Summary: This study shows that long-term nasal airflow patterns are unique to each individual, stable over months to years, and can identify people with near-biometric accuracy. These “respiratory fingerprints” also reflect physiological states, such as sleep and BMI, as well as psychological traits like depression, anxiety, and autistic tendencies. The findings highlight nasal airflow as a rich, brain-driven signal linking physiology, emotion, and cognition. Soroka, Timna, et al. “Humans have nasal respiratory fingerprints.” Current Biology (2025).
Summary: They recently found higher HEP amplitude during exhalation than during inhalation during a task that involved attention to cardiac sensations. This may have been due to reduced cardiac perception during inhalation and heightened perception during exhalation, mediated by attentional mechanisms. To investigate relationships between HEP, attention, and respiration, they introduced an experimental setup that included tasks related to cardiac and respiratory interoceptive and exteroceptive attention. Results revealed HEP amplitude increases during the interoceptive tasks over fronto-central electrodes. When respiratory phases were taken into account, HEP increases were primarily driven by heartbeats recorded during exhalation, specifically during the cardiac interoceptive task, while inhalation had minimal impact. Zaccaro, Andrea, et al. “Attention to cardiac sensations enhances the heartbeat-evoked potential during exhalation.” Iscience 27.4 (2024).

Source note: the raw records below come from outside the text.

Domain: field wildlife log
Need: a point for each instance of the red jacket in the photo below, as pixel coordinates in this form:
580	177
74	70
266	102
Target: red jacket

Summary: This study measured sub-second activity within thalamocortical networks and nine thalamic nuclei in the human brain during spontaneous transitions in behavioral arousal state, using ultra-high field fast fMRI. The research discovered a stereotyped sequence of activity across thalamic nuclei and the cingulate cortex that preceded behavioral arousal after a period of inactivity, followed by widespread deactivation. These thalamic dynamics were linked to whether participants subsequently fell back into unresponsiveness, with unified thalamic activation reflecting the maintenance of behavior. Setzer, B., Fultz, N.E., Gomez, D.E.P. et al. A temporal sequence of thalamic activity unfolds at transitions in behavioral arousal state. Nat Commun 13, 5442 (2022).